My problem isn't so much the amount to charge for a SAR (it's a tenner if we choose to levy it) but the information I need to service one. Under FoI we are entitled to refer back to the applicant if we have insufficient info to service their request.
What do we do now with a DPA 'give me everything you've got on me' type of request? Are we entitled to insist on a narrower scope (7(3)) and delay compliance until we have it? What if the data subject simply says 'No I won't refine my request', - I want everything! - My understanding is that they are absolutely entitled to do that if they so wish.
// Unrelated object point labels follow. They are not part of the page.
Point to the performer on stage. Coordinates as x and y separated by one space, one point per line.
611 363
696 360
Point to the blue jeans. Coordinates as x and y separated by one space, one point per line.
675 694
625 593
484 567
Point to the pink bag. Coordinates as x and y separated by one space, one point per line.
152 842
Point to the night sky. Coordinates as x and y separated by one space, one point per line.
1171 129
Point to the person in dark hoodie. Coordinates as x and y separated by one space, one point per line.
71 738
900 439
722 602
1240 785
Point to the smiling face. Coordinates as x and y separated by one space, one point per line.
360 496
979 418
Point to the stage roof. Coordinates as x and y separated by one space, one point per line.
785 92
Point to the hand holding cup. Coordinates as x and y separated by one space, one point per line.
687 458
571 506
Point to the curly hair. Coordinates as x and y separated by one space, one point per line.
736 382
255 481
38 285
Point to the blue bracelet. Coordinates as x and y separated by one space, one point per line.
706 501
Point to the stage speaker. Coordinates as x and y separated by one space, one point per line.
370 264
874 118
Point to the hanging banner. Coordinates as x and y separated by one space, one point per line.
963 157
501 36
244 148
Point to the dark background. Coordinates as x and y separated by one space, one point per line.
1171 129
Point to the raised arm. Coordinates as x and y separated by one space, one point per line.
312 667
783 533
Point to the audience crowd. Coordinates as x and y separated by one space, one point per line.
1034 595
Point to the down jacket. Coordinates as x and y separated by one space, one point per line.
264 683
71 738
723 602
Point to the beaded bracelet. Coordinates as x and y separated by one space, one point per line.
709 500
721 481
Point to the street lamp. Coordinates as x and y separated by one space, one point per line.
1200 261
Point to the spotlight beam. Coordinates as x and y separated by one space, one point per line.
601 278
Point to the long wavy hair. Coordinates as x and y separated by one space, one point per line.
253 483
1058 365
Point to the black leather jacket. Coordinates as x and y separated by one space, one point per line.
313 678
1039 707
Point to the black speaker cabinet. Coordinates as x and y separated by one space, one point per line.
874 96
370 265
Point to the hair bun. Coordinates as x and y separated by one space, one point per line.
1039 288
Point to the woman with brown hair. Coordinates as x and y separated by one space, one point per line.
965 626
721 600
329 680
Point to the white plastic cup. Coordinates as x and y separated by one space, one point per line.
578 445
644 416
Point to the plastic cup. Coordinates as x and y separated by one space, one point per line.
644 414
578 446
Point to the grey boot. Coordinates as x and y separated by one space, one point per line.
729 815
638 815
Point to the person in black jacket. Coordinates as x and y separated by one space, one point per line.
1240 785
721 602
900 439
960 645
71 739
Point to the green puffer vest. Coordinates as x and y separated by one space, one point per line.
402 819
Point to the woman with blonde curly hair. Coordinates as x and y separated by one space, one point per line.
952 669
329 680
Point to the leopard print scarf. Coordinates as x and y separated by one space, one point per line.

Whilst we are entitled to seek what we 'reasonably require' to service the request, I see no provision within section 7 that obliges the data subject to enter into negotiation on the matter.
Gerry.
Mr.G.Dane
University of Newcastle
Newcastle upon Tyne
NE1 7RU
Email: [log in to unmask]
-------------------------------------------
The views expressed in this message are those of the
sender and not necessarily those of the University.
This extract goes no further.